Je me souviens avoir entendu un jour un quelconque analyste économique nous expliquer que les salaires des grands patrons comme on les appelle seraient globalement justifiés par le fait qu'ils ne seraient qu'une poignée de par le monde à posséder les compétences et les savoir-faire nécessaires à la gestion de ces grandes entreprises fleurons de nos états modernes. La responsabilité qui leur incombe justifiant lors émoluments. Je m'interroge. Est-ce qu’à la fin de sa carrière un urgentiste qui aura sauvé des centaines de vie, un enseignant qui aura appris à lire à des centaines d'enfants, une infirmière de soins palliatifs qui aura aidé des dizaines de mourants à partir dignement, un éducateur sportif qui aura transmis valeurs et confiance à des dizaines de jeunes, une sage-femme qui aura aidé à naître des centaines d'enfants, un conducteur de train qui aura embarqué des milliers de voyageurs... est-ce que tous ces gens n’auront pas aussi assumé de grandes responsabilités?
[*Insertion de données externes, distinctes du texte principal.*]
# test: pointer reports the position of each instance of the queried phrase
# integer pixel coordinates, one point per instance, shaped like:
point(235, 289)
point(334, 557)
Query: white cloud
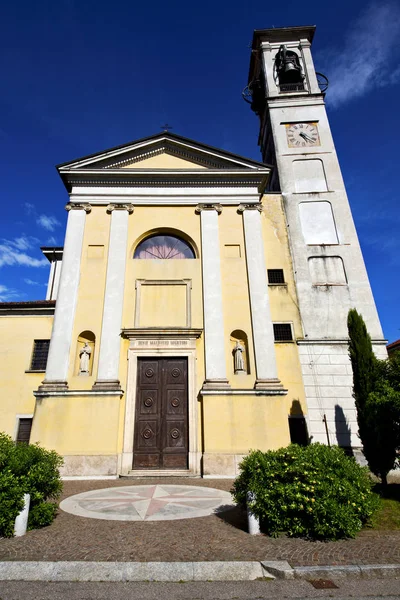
point(23, 242)
point(12, 253)
point(8, 294)
point(49, 223)
point(370, 55)
point(31, 282)
point(29, 208)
De quoi parle-t-on, de qui se moque-t-on?

Ce que l'argent récompense ce n'est que l'argent! 

Le génie de ces hommes est de savoir en faire beaucoup, énormément, toujours plus. Quelle bonne nouvelle finalement qu'ils soient si peu nombreux. Il faut croire que l'humain lambda a du mal à réunir suffisamment de talent et d'abjection en un seul individu. À la vérité je ne les crois pas si rares ces êtres avides et dévorés par la volonté farouche d’emmagasiner toujours plus. Carlos Ghosn n'est que le baobab qui cache toute une forêt de petits arbres certes moins feuillus mais tout aussi ambitieux pour leurs comptes en Suisse. Est-ce à dire que n'importe lequel d'entre nous mis en situation de faire ces choix se comporterait avec la même vilenie? Je ne crois pas. La réponse se situe en amont de la question. C'est justement parce que nous ne sommes pas tous aussi corruptibles que nous ne serons jamais dans cette situation. Mes valeurs m’arrêteraient bien avant le premier million.
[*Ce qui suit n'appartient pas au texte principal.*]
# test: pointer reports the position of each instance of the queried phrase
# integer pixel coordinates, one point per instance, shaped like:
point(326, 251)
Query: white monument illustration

Une autre des particularités remarquables de ces parcours hors normes est la propension pour ces héros de la finance à se croire au-dessus de tout, de tous y compris les lois. L'argent leur donne un sentiment de toute-puissance et d'impunité. Au point qu'ils finissent par manquer de prudence dans leur malversations diverses. C'est ainsi que se met en place une spirale de la magouille en tous genres, toujours plus risquée qui finit fatalement par sortir au grand jour. On ne compte plus les chutes de ces géants du pouvoir et de l'argent qui tels des enfants emportés par l'excitation du jeu se mettent à tricher de plus en plus effrontément. Jusqu’à la réprimande. Messieurs Strauss Khan, Cahuzac, Ghosn et Cie n’aviez-vous donc vraiment pas senti venir l’heure de la réprimande? Si au moins vous aviez fait briller les yeux des enfants, les stars du foot ou du show biz, noyées elles aussi dans des montagnes de billets ont au moins cette élégance. À part quelques jeunes loups aux dents longues des écoles de commerce qui faisiez-vous rêver Monsieur Ghosn?

Gardons-nous des jugements à l’emporte-pièce, nous sommes tous le riche de quelqu’un d’autre. À chacun d’entre nous de savoir s’il a ou non vendu son âme...

Michel Ange a vécu et est mort dans la misère.

Vous vivez et vous mourrez, je ne m’inquiète pas, dans l’opulence. De vos deux formes de génie, l’une est un miracle, l’autre un gâchis.

Vous souvenez-vous Monsieur Ghosn de ce jour d'octobre 2012 où vous passiez quelques minutes face à sa Pietà? Il y avait derrière vous une femme que vous n'avez pas vue, elle était tellement plus riche que vous. C'était moi. Je ne vous ai pas envié ce jour là, je ne vous plains pas aujourd'hui.